Un arbitrage nécessaire pour « conserver une situation financière acceptable », alors que l'inflation et la hausse des taux d'intérêt affaiblissent leur capacité d'investissement, mettent en garde les auteurs du rapport annuel de l'organisme, premier financeur du logement social à travers l'épargne des Français, notamment via le Livret A.
Les rénovations devraient atteindre de leur côté un pic à 130.000 logements par an entre 2024 et 2027, avant de refluer progressivement à un rythme de 90.000 par an en moyenne entre 2030 et 2062. Il s'agit non seulement de répondre aux exigences de la loi Climat et résilience, qui prévoit d'interdire progressivement la location des logements les plus énergivores, mais aussi à celles de la Stratégie nationale bas-carbone (SNBC), feuille de route nationale pour limiter les émissions de gaz à effet de serre.

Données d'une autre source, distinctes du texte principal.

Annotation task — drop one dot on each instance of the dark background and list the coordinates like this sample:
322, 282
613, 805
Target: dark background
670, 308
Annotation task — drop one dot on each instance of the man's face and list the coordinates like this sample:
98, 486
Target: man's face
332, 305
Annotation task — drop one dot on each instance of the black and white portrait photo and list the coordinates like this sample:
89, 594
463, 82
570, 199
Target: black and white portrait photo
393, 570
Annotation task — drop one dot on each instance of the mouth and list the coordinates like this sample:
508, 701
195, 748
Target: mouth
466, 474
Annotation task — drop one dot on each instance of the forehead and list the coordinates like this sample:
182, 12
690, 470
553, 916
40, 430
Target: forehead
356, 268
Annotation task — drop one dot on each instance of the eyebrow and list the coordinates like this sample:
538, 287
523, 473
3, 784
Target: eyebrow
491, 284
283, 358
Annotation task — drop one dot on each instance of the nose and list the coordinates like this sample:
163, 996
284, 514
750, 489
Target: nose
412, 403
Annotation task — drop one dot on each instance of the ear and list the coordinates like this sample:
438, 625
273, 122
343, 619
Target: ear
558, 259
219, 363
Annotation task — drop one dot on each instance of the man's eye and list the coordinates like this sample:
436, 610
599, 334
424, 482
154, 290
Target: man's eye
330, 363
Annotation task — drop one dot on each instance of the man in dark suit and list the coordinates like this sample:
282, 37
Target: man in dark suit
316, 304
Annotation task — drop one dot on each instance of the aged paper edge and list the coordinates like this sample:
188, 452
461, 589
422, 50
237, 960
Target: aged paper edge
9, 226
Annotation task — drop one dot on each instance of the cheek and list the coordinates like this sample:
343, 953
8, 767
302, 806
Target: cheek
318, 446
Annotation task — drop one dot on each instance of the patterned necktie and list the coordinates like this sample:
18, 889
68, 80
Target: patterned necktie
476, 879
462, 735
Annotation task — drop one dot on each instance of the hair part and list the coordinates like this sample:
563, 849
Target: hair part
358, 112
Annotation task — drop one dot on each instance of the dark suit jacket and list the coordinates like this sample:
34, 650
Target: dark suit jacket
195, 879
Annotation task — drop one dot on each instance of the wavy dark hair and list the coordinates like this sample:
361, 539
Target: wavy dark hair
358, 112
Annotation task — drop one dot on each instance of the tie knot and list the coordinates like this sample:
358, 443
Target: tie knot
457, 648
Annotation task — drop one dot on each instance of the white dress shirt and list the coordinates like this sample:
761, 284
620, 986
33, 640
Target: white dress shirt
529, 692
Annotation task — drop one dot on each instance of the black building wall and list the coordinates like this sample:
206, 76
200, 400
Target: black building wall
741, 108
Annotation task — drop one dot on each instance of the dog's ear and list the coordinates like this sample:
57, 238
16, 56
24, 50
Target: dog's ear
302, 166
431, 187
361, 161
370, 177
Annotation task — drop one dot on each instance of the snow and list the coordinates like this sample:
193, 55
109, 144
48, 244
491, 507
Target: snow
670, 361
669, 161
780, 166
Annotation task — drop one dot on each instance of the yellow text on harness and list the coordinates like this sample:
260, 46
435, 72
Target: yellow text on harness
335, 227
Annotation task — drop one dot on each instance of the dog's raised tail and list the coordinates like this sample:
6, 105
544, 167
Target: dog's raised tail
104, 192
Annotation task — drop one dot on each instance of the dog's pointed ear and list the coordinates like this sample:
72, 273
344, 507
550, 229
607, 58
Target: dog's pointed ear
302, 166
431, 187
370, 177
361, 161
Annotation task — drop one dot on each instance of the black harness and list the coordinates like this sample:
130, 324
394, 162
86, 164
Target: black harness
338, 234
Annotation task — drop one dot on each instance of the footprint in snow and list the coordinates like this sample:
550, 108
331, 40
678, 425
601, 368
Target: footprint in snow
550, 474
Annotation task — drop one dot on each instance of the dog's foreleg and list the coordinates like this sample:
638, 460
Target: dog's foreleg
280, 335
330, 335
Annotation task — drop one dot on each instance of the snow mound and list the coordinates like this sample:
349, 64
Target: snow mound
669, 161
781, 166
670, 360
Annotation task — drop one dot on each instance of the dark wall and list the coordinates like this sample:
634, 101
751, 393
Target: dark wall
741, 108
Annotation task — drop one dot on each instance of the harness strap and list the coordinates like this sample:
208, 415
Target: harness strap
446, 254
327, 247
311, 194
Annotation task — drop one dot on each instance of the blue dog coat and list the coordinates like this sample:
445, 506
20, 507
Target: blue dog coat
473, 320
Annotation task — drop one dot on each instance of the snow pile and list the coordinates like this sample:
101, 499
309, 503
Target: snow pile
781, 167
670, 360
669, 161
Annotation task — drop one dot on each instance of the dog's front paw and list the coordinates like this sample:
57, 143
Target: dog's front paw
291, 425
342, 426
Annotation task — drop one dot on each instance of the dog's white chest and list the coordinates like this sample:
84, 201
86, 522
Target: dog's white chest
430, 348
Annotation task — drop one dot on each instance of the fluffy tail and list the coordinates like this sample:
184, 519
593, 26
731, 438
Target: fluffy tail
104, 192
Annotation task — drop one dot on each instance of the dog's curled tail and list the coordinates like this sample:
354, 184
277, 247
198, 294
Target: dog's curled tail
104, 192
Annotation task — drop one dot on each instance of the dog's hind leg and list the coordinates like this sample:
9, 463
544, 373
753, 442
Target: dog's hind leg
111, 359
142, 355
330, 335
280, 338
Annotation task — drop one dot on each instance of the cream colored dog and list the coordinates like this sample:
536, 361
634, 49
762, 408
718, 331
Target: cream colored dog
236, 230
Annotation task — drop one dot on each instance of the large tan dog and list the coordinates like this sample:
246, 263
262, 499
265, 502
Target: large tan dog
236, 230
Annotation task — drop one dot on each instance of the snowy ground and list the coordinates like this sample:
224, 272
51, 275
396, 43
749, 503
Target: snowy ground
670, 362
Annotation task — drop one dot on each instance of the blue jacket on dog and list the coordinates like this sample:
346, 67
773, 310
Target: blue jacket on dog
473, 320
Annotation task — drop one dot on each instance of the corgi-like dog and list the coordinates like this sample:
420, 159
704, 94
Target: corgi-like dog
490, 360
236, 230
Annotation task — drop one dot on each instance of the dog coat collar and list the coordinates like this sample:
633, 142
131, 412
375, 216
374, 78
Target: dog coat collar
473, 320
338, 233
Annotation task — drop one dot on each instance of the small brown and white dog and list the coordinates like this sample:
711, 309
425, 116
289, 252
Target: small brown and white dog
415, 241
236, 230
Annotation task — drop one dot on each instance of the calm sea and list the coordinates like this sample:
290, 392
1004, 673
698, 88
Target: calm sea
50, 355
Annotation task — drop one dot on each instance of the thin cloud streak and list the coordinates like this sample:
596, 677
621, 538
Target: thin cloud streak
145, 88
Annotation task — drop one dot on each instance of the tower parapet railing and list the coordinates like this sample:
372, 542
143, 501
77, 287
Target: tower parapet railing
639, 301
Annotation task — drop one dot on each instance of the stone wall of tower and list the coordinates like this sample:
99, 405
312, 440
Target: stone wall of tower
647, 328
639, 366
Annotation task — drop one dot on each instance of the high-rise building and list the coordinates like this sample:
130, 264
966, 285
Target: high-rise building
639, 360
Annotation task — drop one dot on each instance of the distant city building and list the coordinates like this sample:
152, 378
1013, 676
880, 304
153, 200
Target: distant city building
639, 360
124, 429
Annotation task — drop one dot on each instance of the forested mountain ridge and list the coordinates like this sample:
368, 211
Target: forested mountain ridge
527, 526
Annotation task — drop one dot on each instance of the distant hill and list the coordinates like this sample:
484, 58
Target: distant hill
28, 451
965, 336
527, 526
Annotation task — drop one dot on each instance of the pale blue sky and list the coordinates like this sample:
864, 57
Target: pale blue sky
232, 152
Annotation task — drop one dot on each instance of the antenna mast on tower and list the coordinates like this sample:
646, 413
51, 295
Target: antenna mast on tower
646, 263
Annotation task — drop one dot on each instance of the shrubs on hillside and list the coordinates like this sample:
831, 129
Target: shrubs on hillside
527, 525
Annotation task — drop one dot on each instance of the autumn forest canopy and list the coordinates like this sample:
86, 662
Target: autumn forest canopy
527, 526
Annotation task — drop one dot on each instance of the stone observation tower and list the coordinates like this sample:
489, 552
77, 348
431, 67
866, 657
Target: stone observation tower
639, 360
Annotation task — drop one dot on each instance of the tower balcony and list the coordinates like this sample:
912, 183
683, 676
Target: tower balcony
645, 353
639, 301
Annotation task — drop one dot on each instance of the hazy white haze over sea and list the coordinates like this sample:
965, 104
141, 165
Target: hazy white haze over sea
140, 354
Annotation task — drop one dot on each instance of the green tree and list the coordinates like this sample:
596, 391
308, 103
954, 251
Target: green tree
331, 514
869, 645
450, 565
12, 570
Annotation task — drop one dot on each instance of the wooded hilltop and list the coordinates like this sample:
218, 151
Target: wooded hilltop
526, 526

« La préoccupation est de savoir comment conjuguer les investissements "verts" et sociaux », souligne à l'AFP Kosta Kastrinidis, directeur des prêts de la Banque des territoires, l'une des branches de la Caisse des dépôts et consignations (CDC).
D'autant que les coûts de rénovation ont quasiment doublé dans certaines régions. « On est sur une hausse moyenne de 65% entre 2013 et 2023 (...) On se situe aujourd'hui en moyenne à 60.000 euros par logement », relève Kosta Kastrinidis. « Il faut protéger l'existant, mais cela doit s'accompagner d'un maintien des investissements sur le neuf ».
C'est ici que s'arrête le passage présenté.